Looking Ahead: Hyundai’s Path to Recovery
Hyundai, however, sees the future bright and is exploring many avenues for growth, and there are quite a few of them. The company has invested heavily in research and development, especially in the electric vehicle space, and is poised to use its global expertise in the rapidly expanding EV segment.
The introduction of new models, particularly in the electric vehicle segment, is likely to enable Hyundai to access a fresh market of environmentally friendly consumers. Moreover, the company’s emphasis on its SUV range, which has been performing well, will also continue to be an integral part of its growth strategy.
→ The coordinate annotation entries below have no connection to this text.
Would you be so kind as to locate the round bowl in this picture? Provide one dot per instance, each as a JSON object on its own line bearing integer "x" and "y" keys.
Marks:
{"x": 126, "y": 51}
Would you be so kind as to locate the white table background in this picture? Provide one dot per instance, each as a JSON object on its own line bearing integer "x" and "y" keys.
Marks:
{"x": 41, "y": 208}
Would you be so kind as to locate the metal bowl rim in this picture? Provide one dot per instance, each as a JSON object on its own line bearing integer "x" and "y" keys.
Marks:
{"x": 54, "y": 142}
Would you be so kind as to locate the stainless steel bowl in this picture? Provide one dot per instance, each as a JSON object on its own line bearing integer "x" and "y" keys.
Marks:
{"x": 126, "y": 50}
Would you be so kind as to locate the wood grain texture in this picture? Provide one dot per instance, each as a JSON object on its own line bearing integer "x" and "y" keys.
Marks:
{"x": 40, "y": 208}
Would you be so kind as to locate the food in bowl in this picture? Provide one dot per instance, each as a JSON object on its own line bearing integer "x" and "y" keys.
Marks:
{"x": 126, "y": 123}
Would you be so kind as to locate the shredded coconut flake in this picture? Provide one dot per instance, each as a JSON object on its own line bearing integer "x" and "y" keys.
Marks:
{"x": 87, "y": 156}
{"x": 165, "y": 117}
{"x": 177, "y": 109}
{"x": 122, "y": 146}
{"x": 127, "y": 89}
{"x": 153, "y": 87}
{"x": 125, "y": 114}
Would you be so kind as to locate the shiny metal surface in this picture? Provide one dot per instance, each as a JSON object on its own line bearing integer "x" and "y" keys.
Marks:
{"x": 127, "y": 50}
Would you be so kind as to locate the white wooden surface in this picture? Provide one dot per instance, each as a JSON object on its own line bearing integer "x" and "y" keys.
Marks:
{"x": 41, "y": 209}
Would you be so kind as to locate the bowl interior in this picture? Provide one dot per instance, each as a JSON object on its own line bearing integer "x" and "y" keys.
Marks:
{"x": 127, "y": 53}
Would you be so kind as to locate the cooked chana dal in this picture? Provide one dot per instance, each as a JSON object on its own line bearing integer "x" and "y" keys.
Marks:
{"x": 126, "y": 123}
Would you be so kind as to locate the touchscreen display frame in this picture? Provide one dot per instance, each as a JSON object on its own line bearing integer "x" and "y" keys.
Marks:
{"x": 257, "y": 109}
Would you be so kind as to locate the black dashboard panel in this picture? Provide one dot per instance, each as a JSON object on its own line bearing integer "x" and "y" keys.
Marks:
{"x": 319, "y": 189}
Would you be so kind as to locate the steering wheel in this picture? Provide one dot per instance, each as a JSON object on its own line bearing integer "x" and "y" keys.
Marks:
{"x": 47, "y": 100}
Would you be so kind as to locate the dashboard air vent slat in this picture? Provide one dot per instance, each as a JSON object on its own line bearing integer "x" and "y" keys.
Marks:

Hyundai’s ability to adapt to the evolving market dynamics and consumer preferences will play a key role in its recovery. With a strong brand presence, a diversified product portfolio, and continued investments in technology, Hyundai is well-positioned to weather the current challenges and continue to lead the Indian automotive market.
Conclusion
Hyundai Motor India’s performance in the last year has been uneven. While the company has recorded strong growth in the SUV segment, especially with vehicles such as the Hyundai Creta, it struggles in other segments and with increasing input costs. The company’s fall in profit margins and muted demand in some vehicle categories reflect the challenges of operating in the Indian automobile market.
Yet, Hyundai’s investment in electric vehicles and its strategic emphasis on building its SUV portfolio are solid foundations for the company’s future growth. As the Indian market continues to transform, Hyundai will have to adjust to shifting consumer tastes, especially in the fast-expanding electric vehicle market. By continuing to innovate and broaden its portfolio, Hyundai can sustain its competitive advantage and position itself for long-term success in India’s vibrant automotive market.
In summary, although Hyundai Motor India has some challenges, its robust brand, product line, and innovation focus give the company more than enough chances to overcome these challenges and continue to be one of the top players in the Indian automobile market.